Une des premières briques, selon moi la première, celle qui sert à l’inauguration et aux photos, est le travail en équipe. C’est-à-dire une petite unité d’une dizaine d’intervenants à domicile qui œuvre sur un secteur limité. Pour parvenir à une approche holistique de l’accompagnement, il est nécessaire que l’intervention ne soit pas reliée à un professionnel mais à un ensemble de professionnels en communion constante. Et la sortie de l’intervention minutée est une sortie nécessairement holistique. Ce qui va permettre de se concentrer et de se concerter sur l’ensemble des besoins de la personne aidée, y compris sur les aspects sociaux, émotionnels et spirituels sans oublier les impacts de l’environnement (humain, technique, financier...). Le travail en équipe coordonné va entraîner des décisions indispensables. L’une concerne l’autonomie de l’équipe face au contexte qu’il soit hiérarchique ou réglementaire. Qui dit autonomie, dit prises de décision, développement de nouvelles expertises, complémentarité des profils ; qui dit autonomie, dit subsidiarité et non délégations ; qui dit collectif autonome, dit confiance absolue envers l’équipe, supprimant le contrôle pour l’autocontrôle.
La mutualisation est la clef de voûte de la sortie de la tarification à l’heure
Une fois posé ce beau parpaing, il est concevable de passer à la seconde étape. Elle est ambitieuse et volontariste. Elle va nécessiter une petite révolution légale mais aussi sociale et citoyenne. C’est pour cela qu’elle est intéressante à bien des titres. C’est le sacrifice de la confiance absolue envers le collectif. Pas seulement celui de l’équipe d’intervenants car j’évoque, ici, le collectif des bénéficiaires accompagnés sur le territoire de l’équipe autonome. La mutualisation des plans d’aide de tous les bénéficiaires sur un secteur géographique identifié est la clé de voûte de la sortie de la tarification à l’heure. Prenons un exemple, sur le quartier XYZ, l’équipe soutient à domicile trente bénéficiaires de l’APA et cinq en PCH pour un total d’heures de prestations possibles de 1.200 heures par mois.
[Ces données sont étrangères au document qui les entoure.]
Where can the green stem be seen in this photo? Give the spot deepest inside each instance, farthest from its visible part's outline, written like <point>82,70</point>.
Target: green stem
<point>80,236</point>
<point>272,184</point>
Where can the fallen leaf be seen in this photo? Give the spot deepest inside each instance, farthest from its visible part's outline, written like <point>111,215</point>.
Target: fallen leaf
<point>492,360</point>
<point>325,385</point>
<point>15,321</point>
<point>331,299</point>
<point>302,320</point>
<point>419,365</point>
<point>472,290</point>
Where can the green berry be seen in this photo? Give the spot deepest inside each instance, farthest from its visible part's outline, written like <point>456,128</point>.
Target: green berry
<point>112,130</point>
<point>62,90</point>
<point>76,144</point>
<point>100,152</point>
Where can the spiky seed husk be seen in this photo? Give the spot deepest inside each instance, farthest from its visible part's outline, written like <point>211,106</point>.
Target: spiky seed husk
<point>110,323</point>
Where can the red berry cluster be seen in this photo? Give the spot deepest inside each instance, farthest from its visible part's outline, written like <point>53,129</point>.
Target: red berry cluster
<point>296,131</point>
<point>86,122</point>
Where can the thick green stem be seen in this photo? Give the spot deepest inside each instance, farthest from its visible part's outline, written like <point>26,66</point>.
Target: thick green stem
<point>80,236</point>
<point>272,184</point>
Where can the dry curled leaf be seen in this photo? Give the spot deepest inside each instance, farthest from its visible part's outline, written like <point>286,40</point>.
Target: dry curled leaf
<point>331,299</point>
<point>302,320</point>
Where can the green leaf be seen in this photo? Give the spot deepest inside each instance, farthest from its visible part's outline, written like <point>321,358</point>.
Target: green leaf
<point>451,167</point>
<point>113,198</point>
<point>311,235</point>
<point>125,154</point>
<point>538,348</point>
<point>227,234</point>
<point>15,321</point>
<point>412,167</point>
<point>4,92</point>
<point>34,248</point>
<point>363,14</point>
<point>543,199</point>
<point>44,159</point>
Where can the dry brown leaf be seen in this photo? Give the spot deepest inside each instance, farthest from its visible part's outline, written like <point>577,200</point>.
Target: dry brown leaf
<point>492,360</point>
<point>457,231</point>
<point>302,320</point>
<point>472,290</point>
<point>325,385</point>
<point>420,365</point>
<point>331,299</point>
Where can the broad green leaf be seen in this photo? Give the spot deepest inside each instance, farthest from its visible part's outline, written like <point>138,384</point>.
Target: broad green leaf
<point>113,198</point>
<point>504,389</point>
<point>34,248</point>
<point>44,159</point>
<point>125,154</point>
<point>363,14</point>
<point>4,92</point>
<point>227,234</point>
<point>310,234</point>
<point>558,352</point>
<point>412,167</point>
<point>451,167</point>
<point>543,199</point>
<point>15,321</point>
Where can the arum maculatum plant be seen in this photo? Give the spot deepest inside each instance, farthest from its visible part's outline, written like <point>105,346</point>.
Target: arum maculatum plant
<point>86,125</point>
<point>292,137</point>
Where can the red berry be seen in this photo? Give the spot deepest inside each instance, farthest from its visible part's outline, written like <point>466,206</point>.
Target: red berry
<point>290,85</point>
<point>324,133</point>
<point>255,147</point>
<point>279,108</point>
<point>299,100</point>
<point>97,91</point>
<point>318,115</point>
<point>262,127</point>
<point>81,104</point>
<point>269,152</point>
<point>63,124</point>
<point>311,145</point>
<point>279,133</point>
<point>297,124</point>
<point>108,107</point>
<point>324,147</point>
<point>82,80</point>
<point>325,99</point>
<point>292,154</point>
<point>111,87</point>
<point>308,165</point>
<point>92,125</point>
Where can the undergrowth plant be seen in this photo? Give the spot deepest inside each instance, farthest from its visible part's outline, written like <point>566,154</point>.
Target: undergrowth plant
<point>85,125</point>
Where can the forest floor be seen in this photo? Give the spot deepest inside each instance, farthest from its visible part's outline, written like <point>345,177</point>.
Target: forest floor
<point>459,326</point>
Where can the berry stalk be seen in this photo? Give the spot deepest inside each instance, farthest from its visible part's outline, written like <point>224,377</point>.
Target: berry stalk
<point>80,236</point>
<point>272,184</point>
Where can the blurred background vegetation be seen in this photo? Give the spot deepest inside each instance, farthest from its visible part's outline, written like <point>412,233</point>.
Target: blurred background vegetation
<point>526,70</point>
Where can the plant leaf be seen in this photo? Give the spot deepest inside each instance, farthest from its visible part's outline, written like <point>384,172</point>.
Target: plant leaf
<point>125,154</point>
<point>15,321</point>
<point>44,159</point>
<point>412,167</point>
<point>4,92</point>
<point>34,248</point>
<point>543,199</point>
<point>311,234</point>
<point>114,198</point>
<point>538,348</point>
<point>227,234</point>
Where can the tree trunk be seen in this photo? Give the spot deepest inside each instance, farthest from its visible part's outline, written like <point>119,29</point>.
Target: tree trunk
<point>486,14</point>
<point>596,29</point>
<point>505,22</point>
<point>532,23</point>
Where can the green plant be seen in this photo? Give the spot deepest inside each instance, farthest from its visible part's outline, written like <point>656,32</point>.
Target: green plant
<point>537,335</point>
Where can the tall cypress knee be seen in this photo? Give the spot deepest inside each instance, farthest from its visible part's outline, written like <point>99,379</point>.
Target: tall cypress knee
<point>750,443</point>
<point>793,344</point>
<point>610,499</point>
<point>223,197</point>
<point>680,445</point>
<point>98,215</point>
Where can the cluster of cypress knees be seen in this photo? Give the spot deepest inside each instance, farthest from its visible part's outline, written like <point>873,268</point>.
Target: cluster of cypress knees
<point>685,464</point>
Retenons les éléments majeurs, facteurs clés de la réussite : 1.200 heures d’accompagnement – 35 bénéficiaires – 10 intervenants à temps plein et laissons la main aux besoins de chaque personne aidée dans une unité de temps qui est le jour J et le moment T. Laissons la main aux professionnels pour répondre aux attentes des 35 bénéficiaires, pour planifier, pour prioriser, pour optimiser, pour négocier, pour favoriser une meilleure compréhension mutuelle de la continuité du prendre-soin, pour optimiser la satisfaction individuelle et collective. Plus de minutage par la télégestion ! Plus de recherche de la performance mais place à l’efficience, la vraie, celle qui garantit la robustesse du modèle : faire au mieux des intérêts de chacun avec les moyens dont l’on dispose. Et c’est par la mutualisation des moyens que l’on peut parvenir à l’efficience citoyenne tout en garantissant des conditions de travail de meilleure qualité. Car le pouvoir d’agir de l’intervenant est un puissant levier pour minimiser le stress, pour favoriser le développement de nouvelles pratiques et ainsi renforcer l’expertise détenue par le professionnel et par l’équipe dont fait partie ce professionnel. C’est également un atout de valorisation, de motivation, de « nouveau » sens donné à ce métier. Et je n’oublie pas que sortir de l’horodatage, c’est redonner de la flexibilité pour une intervention globale du bénéficiaire qui peut ainsi cibler des besoins (sociaux particulièrement) mis de côté par le réflexe de l’urgence et de la tâche quotidienne à accomplir vaille que vaille parce que c’est écrit dans un plan d’aide.
Tout concourt à revenir à l’essentiel d’un prendre-soin humaniste, comme le dit Cynthia Fleury. Prendre le chemin d’une relation symbiotique entre personne aidée et professionnel soutenant est le passage obligé d’une politique de santé publique devenue conciliatrice et intelligente mais aussi efficace.